Il libro ripercorre la carriera del “Songpoet” (l’appellativo è anche il titolo di un recente docufilm dedicato ad Andersen diretto da Paul Lamont) attraverso sei decenni e offre al lettore una presentazione dell’artista da molteplici punti di vista: attraverso le sue stesse parole, tramite una selezione di testi delle sue canzoni più amate – da Violets of Dawn a Salt on Your Skin – e tramite il contributo di numerosi scrittori, giornalisti, docenti e musicisti, tra i quali Anthony De Curtis, Gregory Dowling, Michele Gazich e Paolo Vites.
La sequenza di capitoli in italiano, in inglese o bilingue, con il testo originale a fronte, delinea un ritratto complesso e sfaccettato del cantautore, i cui tratti distintivi sono la profonda cultura, una passione insaziabile per la lettura e il bisogno di ricercare sempre nuovi stimoli, anche attraverso i viaggi e i trasferimenti: Andersen, infatti, dopo aver vissuto negli anni Ottanta in Norvegia, risiede ora stabilmente in Olanda con la moglie Inge.

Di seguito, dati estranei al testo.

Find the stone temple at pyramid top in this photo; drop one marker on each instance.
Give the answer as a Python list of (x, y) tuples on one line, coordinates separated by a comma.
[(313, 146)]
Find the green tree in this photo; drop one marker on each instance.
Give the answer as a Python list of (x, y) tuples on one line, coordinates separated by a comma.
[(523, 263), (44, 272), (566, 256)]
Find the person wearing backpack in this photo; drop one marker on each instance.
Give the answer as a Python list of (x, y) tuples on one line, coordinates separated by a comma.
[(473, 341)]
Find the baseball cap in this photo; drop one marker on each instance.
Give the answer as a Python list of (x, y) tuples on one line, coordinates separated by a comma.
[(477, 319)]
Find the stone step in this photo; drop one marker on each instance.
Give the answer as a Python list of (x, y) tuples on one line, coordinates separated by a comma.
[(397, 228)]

Ma tanti altri elementi emergono, soprattutto riguardo agli anni Sessanta, periodo in cui Eric contribuì alla nascita della figura del singer-songwriter insieme ad altri sodali come Phil Ochs, e, naturalmente, Bob Dylan. Andersen si distinse sulla scena cantautorale per il proprio stile introspettivo e riflessivo, caratterizzato da liriche intimiste ed intrise di echi letterari, che lo qualificò nel tempo come membro della cosiddetta “Me Generation” insieme a figure quali James Taylor, Jackson Browne e Joni Mitchell.
In quel periodo così ricco di fermenti culturali e sociali egli ebbe un rapporto privilegiato con Allen Ginsberg ed altri esponenti della Beat Generation, condivise per un paio d’anni il manager Brian Epstein con i Beatles, manifestò a più riprese l’esigenza di scrollarsi di dosso l’etichetta di folksinger e partecipò ad un film di Andy Warhol nel 1965, a dimostrazione del fatto che la scena folk più “impegnata” e quella variopinta e trasgressiva della Factory non fossero poi così distanti, essendo entrambe figlie del Greenwich Village. Vengono poi ricordate le sue durature ed affettuose amicizie con Janis Joplin, Joni Mitchell e Patti Smith e la collaborazione con Lou Reed. Molto spazio viene dedicato al valore di spartiacque rappresentato dall’album Blue River (1972), senza dubbio uno dei suoi capolavori. E non mancano i viaggi e soggiorni europei, in Norvegia, Italia, Olanda e altrove, che hanno reso Andersen un artista europeo, oltre che statunitense.
Eric giunse nel nostro Paese per il suo primo tour nel 1980; successivamente strinse amicizia con gli stessi Saetti e Vites e grazie a quest’ultimo incontrò Fernanda Pivano, traduttrice italiana degli autori della Beat Generation. Ricordiamo anche che Saetti e Vites sono gli autori di Ghosts Upon the Road (2018), il primo libro italiano dedicato al songwriter, la cui introduzione “Italy, Crazy River” è inserita nel presente volume. In Italia Andersen iniziò la collaborazione con il violinista Michele Gazich, che per seguirlo in tour rinunciò alla carriera accademica, grazie al “mitico” Carlo Carlini, organizzatore di concerti di Sesto Calende che aveva portato nel Belpaese i più grandi musicisti d’oltreoceano. E proprio qui da noi, a testimoniare la lunga storia d’amore con il nostro Paese, è stato pubblicato l’ultimo lavoro discografico del Songpoet, Foolish Like the Flowers. Si tratta di un live registrato a SpazioMusica Pavia (storico locale, ora chiuso) nel 2019 con la Queen of Swords Scarlet Rivera al violino, Paolo Ercoli al dobro e Cheryl Praskher alle percussioni, uscito per l’etichetta Appaloosa Records il 14 febbraio 2023 in occasione dell’80mo compleanno di Eric.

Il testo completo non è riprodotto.